Bodkin consisted of a trans-Atlantic writers’ room. There were three American writers, Scharf, a Brit, and three Irish writers working via Zoom.
“My natural writing instinct is to fixate in moments and take my time. And from the American perspective, there’s a much more structural, beating heart to keep things moving.”
This varying approach allowed the writers to have “major discoveries in each episode, but also have room to go down a little cul-de-sacs or finding the moments to dwell in. It has to be done in such a way that it reveals character.”

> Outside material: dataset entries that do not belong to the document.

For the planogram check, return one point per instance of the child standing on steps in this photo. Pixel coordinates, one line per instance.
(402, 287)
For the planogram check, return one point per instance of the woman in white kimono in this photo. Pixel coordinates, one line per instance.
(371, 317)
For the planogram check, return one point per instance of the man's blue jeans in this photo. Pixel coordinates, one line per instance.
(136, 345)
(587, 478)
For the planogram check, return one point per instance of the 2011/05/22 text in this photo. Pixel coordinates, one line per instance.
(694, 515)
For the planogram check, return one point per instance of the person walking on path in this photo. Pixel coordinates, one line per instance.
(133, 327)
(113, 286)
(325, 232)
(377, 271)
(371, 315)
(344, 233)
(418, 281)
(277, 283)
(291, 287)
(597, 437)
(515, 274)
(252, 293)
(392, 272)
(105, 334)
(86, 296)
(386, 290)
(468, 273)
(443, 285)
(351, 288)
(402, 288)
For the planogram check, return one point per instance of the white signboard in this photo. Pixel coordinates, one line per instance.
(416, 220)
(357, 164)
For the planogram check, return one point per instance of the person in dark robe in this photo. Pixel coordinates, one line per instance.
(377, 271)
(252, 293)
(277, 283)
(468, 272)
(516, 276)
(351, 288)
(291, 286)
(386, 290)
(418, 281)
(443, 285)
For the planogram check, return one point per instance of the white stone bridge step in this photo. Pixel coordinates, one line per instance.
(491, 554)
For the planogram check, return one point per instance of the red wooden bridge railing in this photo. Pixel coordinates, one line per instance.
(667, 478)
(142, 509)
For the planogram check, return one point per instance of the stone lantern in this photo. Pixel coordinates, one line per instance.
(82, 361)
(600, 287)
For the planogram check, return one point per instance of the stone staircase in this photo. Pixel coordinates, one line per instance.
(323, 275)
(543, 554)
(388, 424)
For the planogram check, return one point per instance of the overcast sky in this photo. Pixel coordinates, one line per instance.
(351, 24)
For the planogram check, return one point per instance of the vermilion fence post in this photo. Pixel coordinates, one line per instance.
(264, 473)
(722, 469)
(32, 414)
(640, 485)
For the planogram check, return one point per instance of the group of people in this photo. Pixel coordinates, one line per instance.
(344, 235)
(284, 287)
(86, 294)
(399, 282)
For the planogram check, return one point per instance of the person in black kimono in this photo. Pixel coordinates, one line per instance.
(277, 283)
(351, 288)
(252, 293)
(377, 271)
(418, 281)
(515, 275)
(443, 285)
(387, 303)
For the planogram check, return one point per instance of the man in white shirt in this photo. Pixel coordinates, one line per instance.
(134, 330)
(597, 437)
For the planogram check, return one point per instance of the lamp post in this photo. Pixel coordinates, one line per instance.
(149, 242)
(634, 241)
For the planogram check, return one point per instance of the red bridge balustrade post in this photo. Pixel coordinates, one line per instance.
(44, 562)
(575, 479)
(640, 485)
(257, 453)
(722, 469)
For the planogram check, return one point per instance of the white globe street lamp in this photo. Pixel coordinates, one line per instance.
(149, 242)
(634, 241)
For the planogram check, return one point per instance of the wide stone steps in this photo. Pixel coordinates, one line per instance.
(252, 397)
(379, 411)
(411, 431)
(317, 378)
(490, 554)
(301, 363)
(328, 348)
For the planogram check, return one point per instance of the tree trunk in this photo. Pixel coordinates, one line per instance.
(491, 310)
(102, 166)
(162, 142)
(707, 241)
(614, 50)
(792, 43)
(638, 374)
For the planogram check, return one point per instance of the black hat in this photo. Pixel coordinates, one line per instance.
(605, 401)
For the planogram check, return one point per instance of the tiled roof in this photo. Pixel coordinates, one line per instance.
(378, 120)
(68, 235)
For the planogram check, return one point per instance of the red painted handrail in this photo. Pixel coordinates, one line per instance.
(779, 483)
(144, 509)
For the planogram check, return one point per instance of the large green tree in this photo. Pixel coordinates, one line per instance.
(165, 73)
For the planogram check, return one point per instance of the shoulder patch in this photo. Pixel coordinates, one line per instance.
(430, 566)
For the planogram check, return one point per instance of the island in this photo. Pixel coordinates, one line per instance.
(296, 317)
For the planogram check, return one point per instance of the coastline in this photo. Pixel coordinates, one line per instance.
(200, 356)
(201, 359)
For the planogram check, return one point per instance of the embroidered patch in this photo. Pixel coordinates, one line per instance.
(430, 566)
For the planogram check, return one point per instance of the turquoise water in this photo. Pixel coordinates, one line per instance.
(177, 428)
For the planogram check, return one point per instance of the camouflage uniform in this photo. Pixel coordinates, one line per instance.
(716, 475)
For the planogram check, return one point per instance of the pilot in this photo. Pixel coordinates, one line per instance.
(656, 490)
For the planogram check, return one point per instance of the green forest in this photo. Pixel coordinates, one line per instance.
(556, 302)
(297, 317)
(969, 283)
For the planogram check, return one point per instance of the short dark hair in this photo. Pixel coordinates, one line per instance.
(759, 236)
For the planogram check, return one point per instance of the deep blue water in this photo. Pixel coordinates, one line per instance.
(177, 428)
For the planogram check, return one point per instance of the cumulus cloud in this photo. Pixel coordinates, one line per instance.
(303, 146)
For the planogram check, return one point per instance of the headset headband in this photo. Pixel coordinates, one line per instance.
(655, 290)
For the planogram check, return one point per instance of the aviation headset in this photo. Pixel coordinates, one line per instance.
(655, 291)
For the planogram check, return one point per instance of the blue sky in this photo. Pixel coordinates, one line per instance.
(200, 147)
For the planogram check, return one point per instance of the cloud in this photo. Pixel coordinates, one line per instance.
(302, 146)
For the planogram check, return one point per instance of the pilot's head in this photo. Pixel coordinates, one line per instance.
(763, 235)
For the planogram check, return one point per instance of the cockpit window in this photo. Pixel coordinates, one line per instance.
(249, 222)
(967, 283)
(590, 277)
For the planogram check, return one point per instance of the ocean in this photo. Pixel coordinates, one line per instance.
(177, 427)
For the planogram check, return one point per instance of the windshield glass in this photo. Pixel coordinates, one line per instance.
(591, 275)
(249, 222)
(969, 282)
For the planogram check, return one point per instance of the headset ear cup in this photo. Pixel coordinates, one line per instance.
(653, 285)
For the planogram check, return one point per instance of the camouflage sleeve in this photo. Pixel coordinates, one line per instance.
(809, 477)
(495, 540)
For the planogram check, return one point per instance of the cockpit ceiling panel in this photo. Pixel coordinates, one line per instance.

The people of Bodkin behave in a typical way. “Everyone knows everything, but no one’s saying anything. Which is a very Irish thing, in particular. Probably on the back of eight hundred years of British colonialism,” quips Scharf.
Episode 1 tells the audience how to watch the story. “Gilbert comes into this world, and he wants the shamrock, the Guinness, the friendly locals, and Dove says, ‘This isn’t real. This is a real town, but bad things happen and there’s darkness here too.‘”
And at that point, a guy in the pub stands up and sings. Someone mentions the fairies and the naïve Gilbert is intrigued. Dove schools him that it’s just folklore, so people don’t have the think about serious matters and face real life.
But Bodkin does have yoga-loving nuns, albeit excommunicated from the church. They listen to true crime podcasts too.